0%

南大《软件分析》03.Data Flow Analysis - Applications I

前言

本文是南京大学李樾、谭添老师的《软件分析》课程的笔记。内容来自课程ppt以及课程讲解。

课程主页:Static Program Analysis | Tai-e (pascal-lab.net)

授课视频:视频南京大学《软件分析》课程01(Introduction)_哔哩哔哩_bilibili

课程实验repo:pascal-lab/Tai-e-assignments: Tai-e assignments for static program analysis (github.com)

Contents

  1. Overview of Data Flow Analysis
  2. Preliminaries of Data Flow Analysis
  3. Reaching Definitions Analysis
  4. Live Variables Analysis
  5. Available Expressions Analysis

Overview of Data Flow Analysis

Data Flow Analysis -> How Data flows on CFG?

-> How application-specfific Data Flows through the Nodes(BBs/statements) and Edges(control flows) of CFG(a program)?

  • application-specfific Data: Abstraction, + - 0 $\top$ $\bot$
  • Flows: Safe-approximation. For most stactic analyses are “may analysis”
    • may analysis: outputs information that may be true (over-approximation)
    • must analysis: outputs information that must be true (under-approximation)
    • Over- and under-approximations are both for safety of analysis
  • Nodes: Transfer function, e.g. (+) + (+) = (+)
  • Edges: Control-flow handing: Union the sign at merges

different data-flow analysis applications have

different data abstraction and

different flow safe-approximation strategies, i.e.,

different transfer functions and control-flow handlings

Preliminaries of Data Flow Analysis

Input and Output States

  • Each execution of an IR statement transforms an input state to a new output state
  • The input(output) state is associated with program point before(after) the statement

In each data-flow analysis application, we associate with every program point ==a data-flow value== that represents an ==abstraction== of the set of all possible ==program states== that can be observed for that point.

1
2
3
4
5
6
7
8
x = 10;
point -> x = +, y = undefine
y = -1;
point -> x = +, y = -
x = y;
point -> x = -, y = -
x = x / y;
point -> x = +, y = -

The set of possible data-flow values is the domain for this application(+ - 0 $\top$ $\bot$)

Data-flow analysis is to ==find a solution== to a set of ==safe-approximation directed constraints== on the IN[s]’s and OUT[s]’s, for all statements s.

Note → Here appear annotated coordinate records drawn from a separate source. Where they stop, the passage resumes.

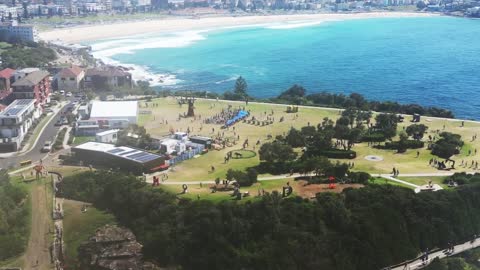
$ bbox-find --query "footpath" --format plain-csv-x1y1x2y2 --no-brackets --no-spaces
388,237,480,270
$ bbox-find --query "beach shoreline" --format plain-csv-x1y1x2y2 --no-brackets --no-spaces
39,12,439,43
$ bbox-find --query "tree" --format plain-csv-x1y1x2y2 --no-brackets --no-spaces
285,127,305,147
233,76,248,98
375,113,398,139
397,131,408,153
226,168,258,187
278,84,307,104
405,124,428,141
432,132,464,159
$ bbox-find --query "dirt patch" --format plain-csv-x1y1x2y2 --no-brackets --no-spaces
295,180,363,198
25,184,53,270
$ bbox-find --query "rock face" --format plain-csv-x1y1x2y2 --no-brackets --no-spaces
78,225,156,270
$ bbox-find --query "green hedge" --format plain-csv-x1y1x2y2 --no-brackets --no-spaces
362,133,386,142
376,140,425,149
321,149,357,159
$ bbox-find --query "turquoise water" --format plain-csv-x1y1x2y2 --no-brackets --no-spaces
93,17,480,119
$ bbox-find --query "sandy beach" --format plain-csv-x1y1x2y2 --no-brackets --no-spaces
39,12,437,43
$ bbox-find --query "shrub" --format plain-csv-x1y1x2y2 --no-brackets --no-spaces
320,149,357,159
362,133,387,142
374,140,425,150
226,168,258,187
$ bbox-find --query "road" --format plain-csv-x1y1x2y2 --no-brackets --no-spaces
385,238,480,270
25,179,53,270
0,100,73,168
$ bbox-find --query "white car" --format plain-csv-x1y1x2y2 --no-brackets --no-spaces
42,141,52,153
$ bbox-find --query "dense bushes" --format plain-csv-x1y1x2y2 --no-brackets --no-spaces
362,132,387,142
443,172,480,185
432,132,463,159
226,168,258,187
321,149,357,159
0,44,57,69
60,172,480,270
0,170,29,260
375,140,425,150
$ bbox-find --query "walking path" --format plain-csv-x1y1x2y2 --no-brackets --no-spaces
146,171,475,188
0,102,68,158
25,178,52,270
390,238,480,270
197,98,480,124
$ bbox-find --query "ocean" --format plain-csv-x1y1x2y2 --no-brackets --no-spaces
91,16,480,120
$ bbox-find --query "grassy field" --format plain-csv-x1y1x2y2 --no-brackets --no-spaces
139,98,480,181
63,200,115,269
399,176,448,188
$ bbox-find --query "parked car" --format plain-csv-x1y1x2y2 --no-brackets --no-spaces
42,141,52,153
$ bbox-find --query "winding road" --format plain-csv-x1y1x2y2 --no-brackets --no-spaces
0,101,72,168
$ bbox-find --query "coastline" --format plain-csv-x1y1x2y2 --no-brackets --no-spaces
39,12,440,43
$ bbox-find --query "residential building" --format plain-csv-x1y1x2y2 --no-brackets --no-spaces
85,66,133,91
0,20,38,42
0,99,40,152
112,0,132,10
55,65,85,91
89,101,138,129
13,68,40,81
95,129,119,143
12,70,50,106
0,68,15,91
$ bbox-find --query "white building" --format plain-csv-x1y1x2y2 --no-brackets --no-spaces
95,129,119,143
0,99,40,152
55,66,85,91
0,21,38,42
90,101,138,129
13,68,40,81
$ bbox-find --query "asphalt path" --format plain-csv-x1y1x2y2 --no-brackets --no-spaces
0,99,73,169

  • constraints based on semantics of statements (transfer functions)
  • constraints based on the flows of control

Notations for Transfer Function’s Constraints

  • Forward Analysis: $OUT[s] = f_s(IN[s])$
  • Backward Analysis: $IN[s] = f_s(OUT[s])$

Notations for Control Flow’s Constraints

  • Control flow within a BB: $In[s_{i+1}] = OUT[s_i], for ~all~i = 1,2,…n-1$

  • Control flow among BBs:

    $IN[B]=IN[s_1]$

    $OUT[B]=OUT[s_n]$

    • Forward:

      $OUT[B]=fB(IN[B]),f_B=f{sn}\circ …\circ f{s2} \circ f{s_1}$

      $IN[B]=\wedge P_{~a~predecessor of B}~OUT[P]$

    • Backward:

      $IN[B]=fB(OUT[B]),f_B=f{s1}\circ f{s2} \circ …\circ f{s_n}$

      $OUT[B]=\wedge S_{~a~successor of B}~IN[S]$

The meet operator $\wedge$ is used to summarize the contributions from different paths at the confluence of those paths

Issues Not Covered:

  • Method Calls
    • Intra-procedural CFG
    • Will be introduced in lecture: Inter-procedural Analysis
  • Aliases
    • Variables have no aliases
    • Will be introduced in lecture: Pointer Analysis

Reaching Definitions Analysis

Reaching Definition

A ==definition d== at program point p ==reaches== a point q if there is a path from p to q such that ==d== is not “killed” along that path.

  • A definition of a variable v is a statement that assigns a value to v

  • Translated as: definition of variable v at program point p reaches point q if there is a path from p to q such that no new definition of v appears on that path

  • Reaching definitions can be used to ==detect possible undefined variables==. e.g., introduce a dummy definition for each variable v at the entry of CFG, and if th e dummy definition of v reaches a point p where v is used, then v may be used before definition (as undefined reaches v)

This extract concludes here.